Adriano Diogo, que presidiu a Comissão da Verdade Rubens Paiva, do Estado de São Paulo, explicou o alcance do novo documento. “Esse atestado de óbito emitido pela Justiça brasileira é o reconhecimento legal da morte do Tenório Jr. Mais ainda, mostra que o caso se transforma de pessoa desaparecida para uma vítima morta pelo Estado argentino, com o conhecimento do Estado brasileiro à época”, declarou. Para ele, embora o texto da certidão seja padronizado, “é uma formalidade que ajudará juridicamente a família aos trâmites legais”.
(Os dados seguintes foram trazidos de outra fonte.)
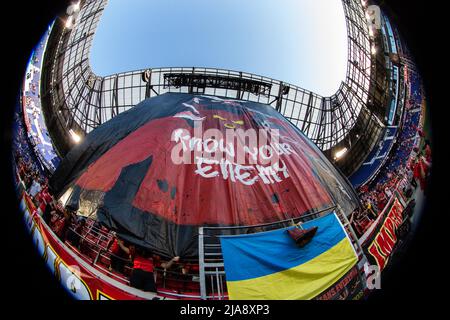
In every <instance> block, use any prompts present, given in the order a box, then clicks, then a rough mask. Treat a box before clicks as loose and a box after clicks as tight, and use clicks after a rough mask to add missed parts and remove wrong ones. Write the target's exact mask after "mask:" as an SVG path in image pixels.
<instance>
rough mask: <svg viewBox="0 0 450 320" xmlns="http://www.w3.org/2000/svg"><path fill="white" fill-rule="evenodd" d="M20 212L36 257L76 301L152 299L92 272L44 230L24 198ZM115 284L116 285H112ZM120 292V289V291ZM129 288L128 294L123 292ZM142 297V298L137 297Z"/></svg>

Tenório Jr. não tinha qualquer participação política, fato reiterado por familiares. Sofia Borges ressaltou esse ponto durante o evento em Brasília. “Acho que é importante pontuar, para lembrar que em um Estado autoritário o alvo da violência não são somente opositores políticos, é o povo”, disse. Ela acrescentou que a luta por memória, verdade e justiça vai além da reparação familiar. “É também fundamental para a gente ousar sonhar com um país onde as nossas vidas possam ser pautadas pela liberdade, não pela violência”, afirmou.
Casado desde 1967 com Carmen, Tenório deixou cinco filhos: Elisa, Francisco, Margarida, João Paulo e Leonardo. Dois deles já faleceram. Leonardo nasceu menos de um mês após o desaparecimento do pai, quando Carmen estava grávida de oito meses. Ela criou sozinha os filhos e morreu em 2019, sem ver o reconhecimento oficial da morte do marido.
No momento do desaparecimento, Tenório Jr. acompanhava Vinícius de Moraes e Toquinho em uma turnê musical que havia começado no Uruguai. Também integravam a viagem o baterista Mutinho e o baixista Azeitona. Presentes enviados da Argentina chegaram às mãos dos filhos, marcando de forma dolorosa o último contato do músico com a família. O pai nunca voltou, mas, quase 50 anos depois, o Estado brasileiro finalmente reconheceu sua responsabilidade histórica pelo crime.